Chris Bullin, vice president, East Division (essentially Saskatchewan), said during the March 10 webcast, “The conventional division becomes an extremely robust entity that brings together over 150,000 boe a day of high net back 81% liquid-weighted light oil focused volumes to drive corporate free cash flow generation.

“The combination of Whitecap and Veren lands in Saskatchewan provides an ideal opportunity, as these lands each other exceptionally well, which has further solidified our position as the premier conventional producer in Saskatchewan, with the largest producing volumes per day, when excluding heavy oil thermal operation. We continue to be the most active conventional driller in Saskatchewan, and now, with our combined activities are even more significant, with approximately 200 wells planned to be drilled in Saskatchewan for 2025.

“These sustainability driven assets are further enhanced in aggregate as overall base declines are reduced to less than 20%, bolstered by the increased weighting and EOR volumes from both the Veren’s dominant positions in the Viewfield Bakken in eastern Saskatchewan and the Shaunavon in southwest Saskatchewan, with approximately 60,000 boe per day under secondary or tertiary recovery within the division, 80% of which resides in Saskatchewan. Whitecap is the dominant EOR producer in Saskatchewan.

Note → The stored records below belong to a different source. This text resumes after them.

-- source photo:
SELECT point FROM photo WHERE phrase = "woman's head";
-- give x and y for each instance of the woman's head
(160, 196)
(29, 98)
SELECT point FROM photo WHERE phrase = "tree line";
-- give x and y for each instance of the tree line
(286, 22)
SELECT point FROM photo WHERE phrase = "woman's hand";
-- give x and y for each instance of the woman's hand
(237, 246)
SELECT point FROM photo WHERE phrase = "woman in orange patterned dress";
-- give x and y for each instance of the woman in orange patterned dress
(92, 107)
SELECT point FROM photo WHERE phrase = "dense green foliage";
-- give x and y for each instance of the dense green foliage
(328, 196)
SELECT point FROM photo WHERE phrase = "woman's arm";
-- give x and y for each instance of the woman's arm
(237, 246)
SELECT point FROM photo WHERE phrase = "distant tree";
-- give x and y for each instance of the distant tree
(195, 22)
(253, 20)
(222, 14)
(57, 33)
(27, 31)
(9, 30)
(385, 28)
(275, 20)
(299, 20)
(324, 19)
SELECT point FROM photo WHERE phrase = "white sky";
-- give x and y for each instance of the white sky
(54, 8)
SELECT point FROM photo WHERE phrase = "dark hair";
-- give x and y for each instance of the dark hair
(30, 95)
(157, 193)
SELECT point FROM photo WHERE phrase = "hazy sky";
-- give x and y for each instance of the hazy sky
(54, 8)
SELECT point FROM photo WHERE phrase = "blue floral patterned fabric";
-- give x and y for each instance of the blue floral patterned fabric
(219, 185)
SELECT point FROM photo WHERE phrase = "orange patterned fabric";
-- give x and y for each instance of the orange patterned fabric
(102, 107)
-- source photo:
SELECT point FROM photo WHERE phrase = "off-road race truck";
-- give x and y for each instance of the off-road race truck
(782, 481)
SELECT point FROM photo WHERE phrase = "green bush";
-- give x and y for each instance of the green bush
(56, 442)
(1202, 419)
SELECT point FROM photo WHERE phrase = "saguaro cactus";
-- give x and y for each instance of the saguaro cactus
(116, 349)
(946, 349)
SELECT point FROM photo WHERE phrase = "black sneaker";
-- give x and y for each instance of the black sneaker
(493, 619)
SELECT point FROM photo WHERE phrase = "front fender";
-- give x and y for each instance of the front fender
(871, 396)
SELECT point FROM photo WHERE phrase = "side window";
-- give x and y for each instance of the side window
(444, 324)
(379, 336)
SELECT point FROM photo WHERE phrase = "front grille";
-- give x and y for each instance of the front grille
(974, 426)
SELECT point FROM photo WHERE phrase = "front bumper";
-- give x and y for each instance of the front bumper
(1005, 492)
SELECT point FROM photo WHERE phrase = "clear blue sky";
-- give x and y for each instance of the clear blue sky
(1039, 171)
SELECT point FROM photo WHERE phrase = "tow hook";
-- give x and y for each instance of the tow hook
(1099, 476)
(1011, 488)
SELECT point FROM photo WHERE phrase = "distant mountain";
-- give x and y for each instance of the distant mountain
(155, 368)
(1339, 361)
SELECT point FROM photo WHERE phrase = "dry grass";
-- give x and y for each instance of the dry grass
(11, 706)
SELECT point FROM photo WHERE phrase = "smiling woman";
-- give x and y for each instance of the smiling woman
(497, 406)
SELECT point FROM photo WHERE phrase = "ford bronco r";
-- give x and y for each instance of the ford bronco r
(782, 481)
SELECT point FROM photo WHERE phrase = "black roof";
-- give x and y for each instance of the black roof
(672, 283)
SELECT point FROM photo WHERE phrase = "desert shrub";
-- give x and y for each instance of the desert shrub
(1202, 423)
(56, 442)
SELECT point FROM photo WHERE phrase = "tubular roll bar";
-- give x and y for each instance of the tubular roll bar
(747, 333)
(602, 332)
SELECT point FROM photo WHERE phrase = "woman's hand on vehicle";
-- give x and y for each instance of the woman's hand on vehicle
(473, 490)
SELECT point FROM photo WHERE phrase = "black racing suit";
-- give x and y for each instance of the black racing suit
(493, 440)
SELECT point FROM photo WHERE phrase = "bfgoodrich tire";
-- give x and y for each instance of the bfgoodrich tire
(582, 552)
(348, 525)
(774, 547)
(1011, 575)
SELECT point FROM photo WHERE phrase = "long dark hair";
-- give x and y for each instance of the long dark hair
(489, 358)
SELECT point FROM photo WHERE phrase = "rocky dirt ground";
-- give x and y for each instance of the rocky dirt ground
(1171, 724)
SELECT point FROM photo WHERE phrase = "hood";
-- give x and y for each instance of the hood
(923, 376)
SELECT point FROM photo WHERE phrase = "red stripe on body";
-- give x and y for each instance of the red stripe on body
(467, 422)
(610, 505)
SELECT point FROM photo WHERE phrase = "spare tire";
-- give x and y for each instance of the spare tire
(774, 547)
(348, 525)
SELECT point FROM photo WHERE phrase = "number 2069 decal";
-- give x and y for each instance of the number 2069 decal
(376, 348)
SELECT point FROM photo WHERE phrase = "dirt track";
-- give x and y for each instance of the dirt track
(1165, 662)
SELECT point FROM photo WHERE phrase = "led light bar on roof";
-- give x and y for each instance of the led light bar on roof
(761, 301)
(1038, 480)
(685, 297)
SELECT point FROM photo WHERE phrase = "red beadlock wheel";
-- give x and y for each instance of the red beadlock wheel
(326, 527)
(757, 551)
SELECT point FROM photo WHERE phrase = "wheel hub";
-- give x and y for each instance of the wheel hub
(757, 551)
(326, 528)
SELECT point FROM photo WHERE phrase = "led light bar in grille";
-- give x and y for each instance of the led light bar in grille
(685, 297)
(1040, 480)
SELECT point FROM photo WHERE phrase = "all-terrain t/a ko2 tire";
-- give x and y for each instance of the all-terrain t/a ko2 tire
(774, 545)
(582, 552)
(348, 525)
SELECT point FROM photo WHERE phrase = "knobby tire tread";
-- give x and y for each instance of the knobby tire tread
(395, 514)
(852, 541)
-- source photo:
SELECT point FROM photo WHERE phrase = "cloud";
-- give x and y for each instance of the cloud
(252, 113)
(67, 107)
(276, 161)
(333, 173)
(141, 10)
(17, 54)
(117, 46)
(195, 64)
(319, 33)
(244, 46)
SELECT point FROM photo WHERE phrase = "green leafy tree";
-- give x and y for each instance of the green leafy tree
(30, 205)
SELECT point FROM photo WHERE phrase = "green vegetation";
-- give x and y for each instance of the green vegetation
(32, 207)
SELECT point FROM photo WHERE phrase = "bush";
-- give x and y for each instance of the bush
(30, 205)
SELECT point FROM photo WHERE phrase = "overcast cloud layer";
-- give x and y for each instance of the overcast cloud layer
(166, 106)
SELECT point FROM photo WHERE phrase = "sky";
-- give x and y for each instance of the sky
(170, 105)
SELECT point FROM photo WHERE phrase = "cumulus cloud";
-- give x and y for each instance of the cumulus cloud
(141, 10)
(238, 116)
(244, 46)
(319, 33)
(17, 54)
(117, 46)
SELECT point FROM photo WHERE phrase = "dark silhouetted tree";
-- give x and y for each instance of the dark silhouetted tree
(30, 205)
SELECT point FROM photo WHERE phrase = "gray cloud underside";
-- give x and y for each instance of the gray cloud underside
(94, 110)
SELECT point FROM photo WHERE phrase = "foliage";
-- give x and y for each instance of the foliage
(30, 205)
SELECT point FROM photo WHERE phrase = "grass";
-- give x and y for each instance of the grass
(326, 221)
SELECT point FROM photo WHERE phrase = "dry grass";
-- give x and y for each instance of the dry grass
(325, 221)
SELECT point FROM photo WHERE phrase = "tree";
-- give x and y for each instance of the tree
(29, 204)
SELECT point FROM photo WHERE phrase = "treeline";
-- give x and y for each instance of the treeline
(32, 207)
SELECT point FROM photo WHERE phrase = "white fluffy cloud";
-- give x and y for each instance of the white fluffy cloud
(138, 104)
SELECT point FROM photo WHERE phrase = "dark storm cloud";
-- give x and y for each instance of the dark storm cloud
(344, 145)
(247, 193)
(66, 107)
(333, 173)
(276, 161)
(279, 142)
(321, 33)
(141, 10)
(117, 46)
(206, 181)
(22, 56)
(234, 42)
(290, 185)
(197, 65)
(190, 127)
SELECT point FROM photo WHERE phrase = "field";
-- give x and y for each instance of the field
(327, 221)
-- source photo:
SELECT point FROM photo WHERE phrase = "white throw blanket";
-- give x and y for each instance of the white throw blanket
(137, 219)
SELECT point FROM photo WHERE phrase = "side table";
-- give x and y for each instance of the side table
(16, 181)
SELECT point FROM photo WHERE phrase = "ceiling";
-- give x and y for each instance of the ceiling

“The overlay with the existing Whitecap lands provides an optimal opportunity to realize the benefits of the combination. Conventional synergies are expected to drive drill, complete equipment tie-in savings of approximately $25 million on an annual basis. This primarily comes from program rephasing and savings related to size and scale.

“From an inventory perspective, the conventional division has strengthened with this high confidence and repeatable portfolio that now increases to approximately 7,000 locations strong, including over 2,600 premium locations to support over 15 years of running room. Our conventional division is the foundation for free cash flow generation, and the team continues to find opportunities to enhance our already robust inventory duration, when combined with the unconventional division, this complimentary asset portfolio is able to deliver both sustainable cash returns and long-term growth for our shareholders.”

Ensign Drilling Rig 423 was drilling north of Lampman for Whitecap Resources Inc. on March 2. Photo by Brian Zinchuk

Notably, there was something distinctly different about this announcement. Historically, Crescent Point/Veren would stop drilling in an area before an impending sale. But as of March 10, both Veren and Whitecap had rigs working in the field.